Many of the developments and anxieties of the first quarter of 2009 have been attributable to the financial crisis. But other equally significant causes are also reshaping the square peg of insurance products and the round hole into which they are supposed to fit.
The first is the long heralded arrival of the boomers and their changed investment tolerance and focus: they wanted products suited to retirement and their concern about outliving their assets. The inevitable answer was products with guarantees.
Creative variable annuity issuers responded with a proliferation of guaranteed accumulation, income and withdrawal benefits, with and without lifetime guarantees.

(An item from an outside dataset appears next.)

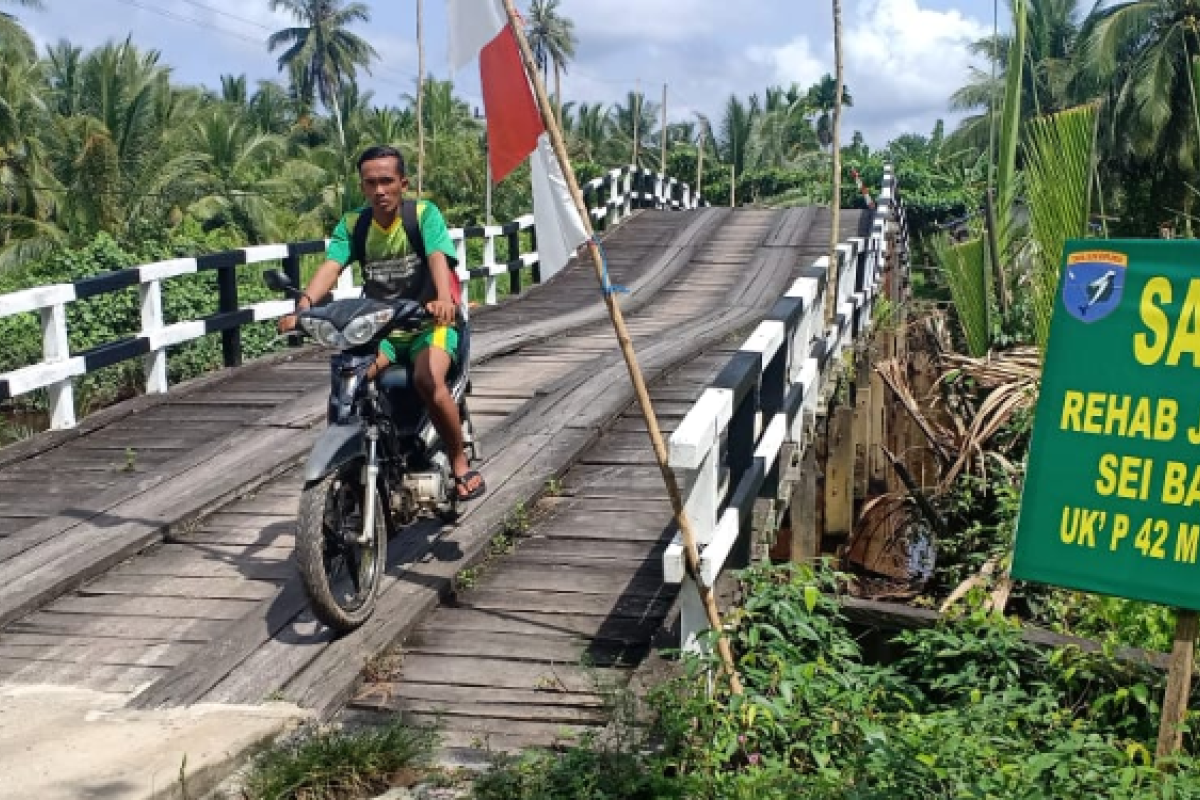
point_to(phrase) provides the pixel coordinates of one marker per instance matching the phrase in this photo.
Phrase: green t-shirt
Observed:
(391, 269)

These and other products, such as synthetic annuities, entail a degree of innovation that made the old clich? of variable insurance products being the square peg to be fitted into the round hole of federal securities regulation seem to be an inadequate metaphor.
The financial turmoil as a backdrop to these innovations called for a more fitting metaphor–such as, a newly shaped peg in an ever morphing shaped hole.
Insurers, as they should, took a look at the pricing of the guarantees and their line of reinsurance for these guarantees. Sound management dictated a variety of responses: repricing, termination of certain guarantee benefits, offerings of differing benefits, and other techniques. All of this was done to respond to the financial turmoil, meet state law mandated capital requirements, as well as realize a legitimate level of profitability.
The Securities and Exchange Commission's historic interaction with insurance has focused on assumption of investment risk by owners as the essence of variable annuities. The staff has had no framework for the risk management goals and mandates of insurance.
Example: As the now-closed annual update season evidenced, the staff has been hard pressed to deal with whether the SEC or the registrant needs to rely on Rule 485(a), 485(b), or 497. Thus, the SEC seems to have thought that the staff needed to review the changes described above. The usual SEC staff statement that it is the registrant's obligation to determine which rule to rely upon was lost.
The SEC staff has ignored the usual standards of material fundamental disclosure and material non-fundamental disclosure. It would appear that the staff's unfamiliarity with the heart of insurance and the newer guaranteed benefits started even before the financial turmoil took hold.
The SEC staff began and is continuing to attempt to reverse the practice of decades and create an almost irrebutable presumption that the filing of Securities Exchange Act of 1934 reports (10K, 10Q, etc.) is required of depositors of variable insurance products (the insurance companies), absent reliance on newly adopted Rule 12h-7.